Mme Elena Giacchi, Présidente de la Coordination italienne de la Méthode Billings, invitée spéciale du Saint-Père:

« La diffusion et l’enseignement de cette méthode de l’Ovulation de par le monde, ont toujours été joints à la proposition d’un mode de vie qui favorise l’amour conjugal, l’unité de la famille, le respect de la femme, et une ouverture généreuse à l’acceptation d’une vie nouvelle. Parce qu’elle est simple et efficace la MOB peut être utilisée par tous les couples dans des contextes différents, sans distinction de culture, de religion ou de statut social, la méthode est bien acceptée non seulement par les catholiques, mais aussi par les musulmans, les hindous, et des personnes d’autres croyances. Le couple peut maîtriser sa fécondité de manière naturelle, que son désir soit de favoriser ou de différer une grossesse, dans toutes les situations de la vie fertile de la femme y compris si les cycles sont irrégu1iers, pendant l’allaitement au sein, à l’approche de la ménopause. Partout où la MOB est enseignée, elle contribue à promouvoir la famille et la procréation responsable au regard de la vie, de l’amour conjugal et de la fidélité, à promouvoir la dignité de la femme, à éviter l’avortement, à éviter d’avoir recours aux technologies de procréation assistée, donnant la possibilité aux couples sub-fertiles de réaliser une grossesse de manière naturelle, en accord avec leurs valeurs éthiques, à éviter la diffusion des maladies sexuellement transmissibles par une éducation à une sexualité responsable auprès des jeunes et des adolescents qui intègre les dimensions spirituelles, physiques et psychologiques. L’enseignement de la MOB contribue à promouvoir et à diffuser les valeurs humaines et chrétiennes en vue de l’évangélisation et du développement pastoral ».

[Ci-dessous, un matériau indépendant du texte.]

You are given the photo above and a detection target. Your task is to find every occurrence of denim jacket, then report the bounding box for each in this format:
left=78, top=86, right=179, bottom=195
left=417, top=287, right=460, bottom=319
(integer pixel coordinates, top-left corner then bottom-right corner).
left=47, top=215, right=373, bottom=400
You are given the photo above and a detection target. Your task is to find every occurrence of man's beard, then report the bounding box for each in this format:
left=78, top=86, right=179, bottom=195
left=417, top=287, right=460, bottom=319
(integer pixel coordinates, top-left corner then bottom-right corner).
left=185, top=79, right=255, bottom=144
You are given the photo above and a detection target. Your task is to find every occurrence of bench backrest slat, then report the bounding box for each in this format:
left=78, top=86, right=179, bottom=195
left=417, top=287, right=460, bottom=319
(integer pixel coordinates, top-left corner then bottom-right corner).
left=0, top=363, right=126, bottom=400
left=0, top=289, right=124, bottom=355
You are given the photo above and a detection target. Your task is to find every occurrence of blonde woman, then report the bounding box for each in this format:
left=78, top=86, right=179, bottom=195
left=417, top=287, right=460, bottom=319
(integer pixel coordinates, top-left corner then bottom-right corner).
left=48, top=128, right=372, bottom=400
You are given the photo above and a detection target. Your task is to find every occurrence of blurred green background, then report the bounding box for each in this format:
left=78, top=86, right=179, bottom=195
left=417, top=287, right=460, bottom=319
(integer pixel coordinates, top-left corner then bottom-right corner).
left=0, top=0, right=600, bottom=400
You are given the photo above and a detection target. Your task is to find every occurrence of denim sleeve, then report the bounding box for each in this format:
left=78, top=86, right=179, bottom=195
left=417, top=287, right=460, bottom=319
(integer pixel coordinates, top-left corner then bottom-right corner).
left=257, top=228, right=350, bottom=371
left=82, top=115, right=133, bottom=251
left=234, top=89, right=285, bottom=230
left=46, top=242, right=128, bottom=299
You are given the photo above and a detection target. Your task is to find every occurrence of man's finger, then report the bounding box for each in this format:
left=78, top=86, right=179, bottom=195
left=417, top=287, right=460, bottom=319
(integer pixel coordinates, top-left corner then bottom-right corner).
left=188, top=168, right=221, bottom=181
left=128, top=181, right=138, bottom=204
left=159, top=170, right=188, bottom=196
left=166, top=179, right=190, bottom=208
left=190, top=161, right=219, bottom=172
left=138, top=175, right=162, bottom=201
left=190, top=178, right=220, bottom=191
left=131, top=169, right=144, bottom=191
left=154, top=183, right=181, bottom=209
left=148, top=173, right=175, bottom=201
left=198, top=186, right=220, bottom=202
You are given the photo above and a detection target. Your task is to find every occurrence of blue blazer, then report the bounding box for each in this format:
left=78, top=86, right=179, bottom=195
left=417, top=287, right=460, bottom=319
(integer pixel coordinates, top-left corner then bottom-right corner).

M.Rudolf Adala, ex Représentant spécial du Secrétaire général de l’ONU, Président de la Commission UA sur le Darfour, invité du Saint-Père:
« Le Soudan est le plus grand pays d’Afrique. Il est à la charnière de deux mondes, l’Afrique et le Monde arabe et a des frontières avec 9 autres pays africains. Depuis son indépendance en 1956 i1 n’a connu qu’une paix sporadique. L’Accord global de paix, qui a mis fin à plus de 20 ans de guerre civile entre le nord et le sud a suscité tous les espoirs. Pour la première fois, un Soudan démocratique était entrevu. Au moment où la violence semble diminuer au Darfour, il est inquiétant de noter que c’est maintenant dans le Sud que les tueries reprennent, la Paix serait-elle le rocher de Sisyphe qui, pour le plus grand malheur des Soudanais, retombe dès qu’on croit atteindre le sommet de la montagne? Le Soudan est un. Il faut que la communauté internationale pense Soudan et non plus Darfour et sud . Dans cette vision holistique, l’Eglise a un rôle majeur à jouer dans un Soudan pluriel, entre le sud chrétien et animiste et le nord musulman, dont le Darfour. C’était le rêve d’un grand soudanais, John Garang, le rêve d’un nouveau Soudan, en paix, dans une Afrique en paix ».